Saturday, December 27, 2014

The confusing picture of glenoid component loosening

A man in his late thirties had a total shoulder for arthritis. He had a good result went back to heavy use of his shoulder. He also had a major fall on his shoulder.

He presented to us 12 years later with pain in his shoulder, normal labs and these x-rays.



A surgery the humeral component was well fixed, but the glenoid component was loose. There was a large amount of glenoid osteolysis and a lot of glenoid membrane.

A frozen section was interpreted as showing a foreign body histocytic reaction to wear debris with only rare neutrophils. 

In spite of this apparently benign result, we removed the glenoid and the well fixed humeral component, throughly debrided the reactive tissue, and inserted a new humeral component with Vancomycin allograft impaction grafting according to the red protocol. He was discharged on Ceftriaxone and Vancomycin.
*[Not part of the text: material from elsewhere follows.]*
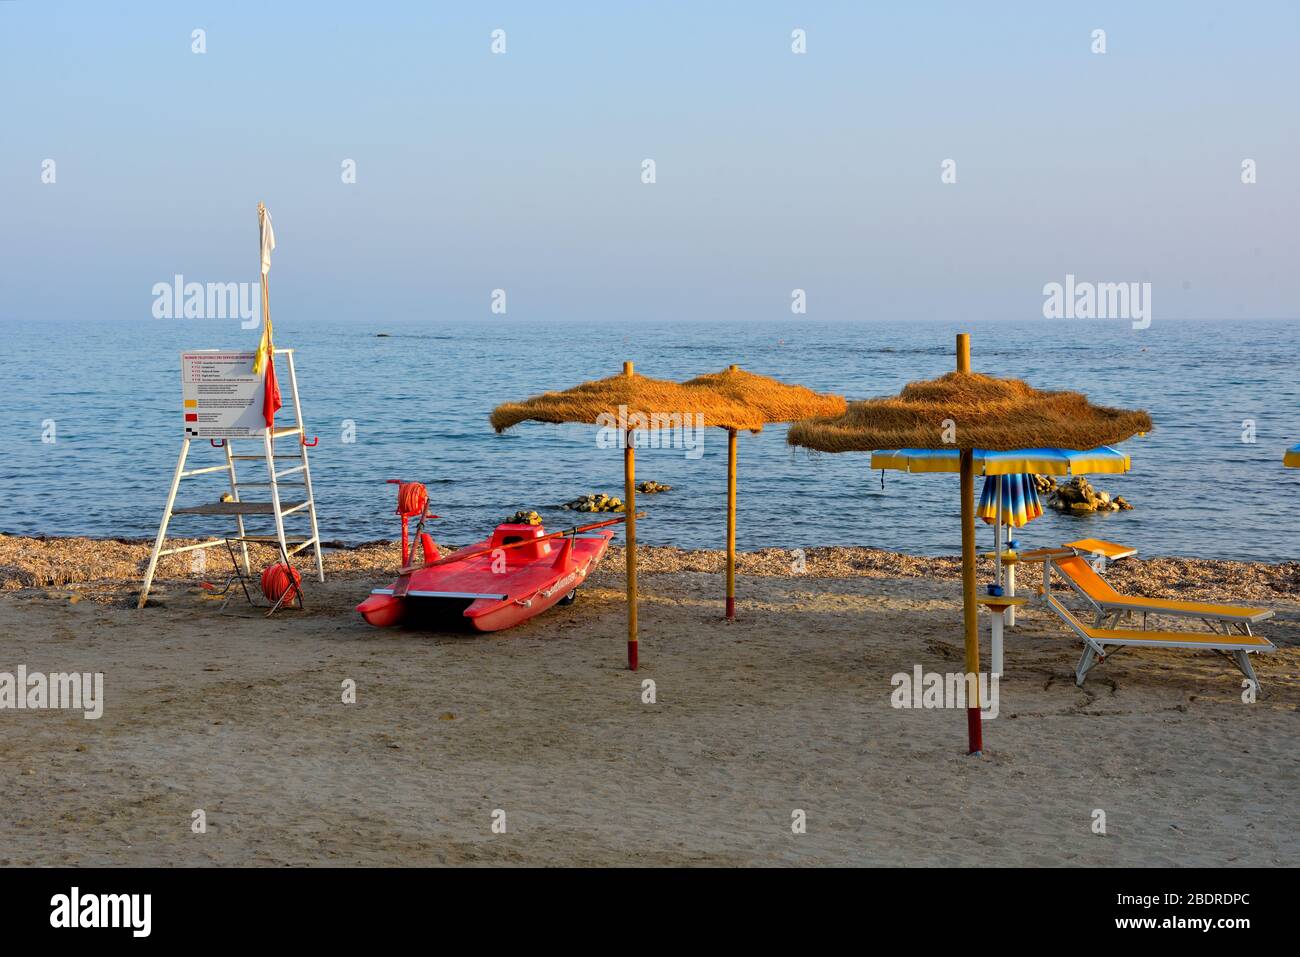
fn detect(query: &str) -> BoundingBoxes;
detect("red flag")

In the absence of Mec A positive Coagulase Negative Staph, the Vancomyin was discontinued.

Ten days after surgery, his culture results are as shown below. We will continue to follow the cultures for another week.


It is of interest that his explants had the highest amount of Propionibacterium, possibly because of their location in biofilms.

Is this mechanical loosening, loosening from a reaction to polyethylene debris, or were the Propionibacterium responsible for his osteolysis and glenoid component failure?  Because we are unsure, we're treating this as a Propionibacterium infection.